Peki, TC devlet yönetimi, bir şirket yönetimine dönüşmüş müdür? Şimdi kısaca bir de buna bakalım. Yani ne kadar merkezileşmiş, demokrasiden uzaklaşarak ne kadar otoriterleşmiş, şeffaflık ve denetlenebilirliği ne durumdadır.

Bu soruların hepsinin de yanıtı 16 Nisan 2017 de yapılan Cumhurbaşkanlığı Hükümet Sistemini düzenleyen referandum ile kabul edilen anayasa değişikliklerinin içinde yer almaktadır. Yani şirket gibi devlet yönetiminin alt yapısı referandum ile kabul edildikten sonra Temmuz 2018’de Cumhurbaşkanı olarak görevine başlayan R. Tayyip Erdoğan sistemi uygulamaya koymuştur.

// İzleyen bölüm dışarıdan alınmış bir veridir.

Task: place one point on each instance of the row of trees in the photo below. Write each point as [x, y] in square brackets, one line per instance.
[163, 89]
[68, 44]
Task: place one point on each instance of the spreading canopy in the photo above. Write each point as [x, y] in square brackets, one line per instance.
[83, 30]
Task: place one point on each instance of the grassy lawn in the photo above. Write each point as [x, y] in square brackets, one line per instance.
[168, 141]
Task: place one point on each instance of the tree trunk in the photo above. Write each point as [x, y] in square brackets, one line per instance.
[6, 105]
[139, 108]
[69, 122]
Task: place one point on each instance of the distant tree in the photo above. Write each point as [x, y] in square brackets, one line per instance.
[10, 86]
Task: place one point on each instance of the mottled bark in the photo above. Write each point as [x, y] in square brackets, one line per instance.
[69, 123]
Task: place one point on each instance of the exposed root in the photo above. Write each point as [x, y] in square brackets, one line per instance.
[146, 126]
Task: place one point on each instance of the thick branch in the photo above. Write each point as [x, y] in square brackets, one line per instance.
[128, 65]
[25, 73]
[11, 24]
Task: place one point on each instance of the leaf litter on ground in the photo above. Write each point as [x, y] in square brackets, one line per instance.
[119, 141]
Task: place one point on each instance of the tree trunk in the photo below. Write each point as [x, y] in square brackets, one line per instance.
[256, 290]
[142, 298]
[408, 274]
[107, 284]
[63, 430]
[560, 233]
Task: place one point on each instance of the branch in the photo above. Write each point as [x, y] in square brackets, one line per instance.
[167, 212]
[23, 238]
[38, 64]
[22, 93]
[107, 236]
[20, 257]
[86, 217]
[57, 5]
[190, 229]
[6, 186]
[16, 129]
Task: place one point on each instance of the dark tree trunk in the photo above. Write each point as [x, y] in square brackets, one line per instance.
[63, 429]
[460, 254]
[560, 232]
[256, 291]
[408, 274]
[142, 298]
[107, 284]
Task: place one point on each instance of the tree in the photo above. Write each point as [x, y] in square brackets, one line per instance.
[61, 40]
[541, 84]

Buna göre devlet yönetimi Cumhurbaşkanının atamasıyla oluşan dört ofis, dokuz kurul ve bakanlar kurulu tarafından yönetilecektir. Devlet politikalarını bakanların üstünde yer alan ofis ve kurullar hazırlayacak bakanlar uygulayacaktır. Bir bakıma cumhurbaşkanı şirketin sahibi veya yönetim kurulu başkanı, cumhurbaşkanı yardımcısı ise şirketin CEO’su durumundadır. Mali ve idari özerkliğe sahip ofisler, kurullar, bakanlar ve başkanlar hepsi de cumhurbaşkanı tarafından atandığı gibi sorumlulukları da cumhurbaşkanına karşıdır.

İl sınırlarını belediye sınırı kabul eden 6360 Sayılı Büyük Şehir Yasası ile yerel yönetimler de merkezileştirilmiş, il özel idareleri kaldırılarak başkanı vali olan Yatırım İzleme Koordinasyon Başkanlığı kurulmuştur. Bu yasayla köyler mahalle oldu. İlçe belediyelerinin plan ve imar yetkisi Büyükşehir belediyelerine geçti. Böylece hem merkezi yönetim ve hem de yerel yönetimlerde siyasi merkezileşme sağlanarak yürütme tek merkezde Cumhurbaşkanında toplanmıştır. Yani cumhurbaşkanı, belediyelerin kentlerini yönetimi, planlaması ve borçlanmasına bile onay verip vermeme yetkisine sahiptir.

Fakat asıl önemlisi, yürütme erki aşırı derecede güçlenerek tek merkezde toplanırken, yargı ve yasama yetkilerinin büyük bir bölümü yürütmeye aktarılarak, yargı ve yasama önemsizleşmiş, yönetim demokrasiden uzaklaşarak otoriterleşmiştir. Cumhurbaşkanı ve kanun hükmünde kararnameleri (KHK) denetleyecek olan Anayasa mahkemesinin 15 üyesinden 12 tanesini cumhurbaşkanı atadığı için, denetim şekilden ibaret kalmaktadır.

Parlamentodakiler zaten milletin vekili değil, parti genel başkanlarının halka seçtirmiş olduğu genel başkan vekilleri olduğundan, genel başkanın iradesi dışına çıkamamakta ve genel başkan tek adam olarak devlet başkanı olunca onun istediği her şeyi kabule mecbur bir kurum haline gelmektedir. Yani şeffaflıktan uzak ve denetimsiz, ülke çıkarlarından çok küresel sermayenin çıkarlarına hizmet eden bir şirket yönetim modeli ülkeye dayatılmıştır diye düşünüyorum.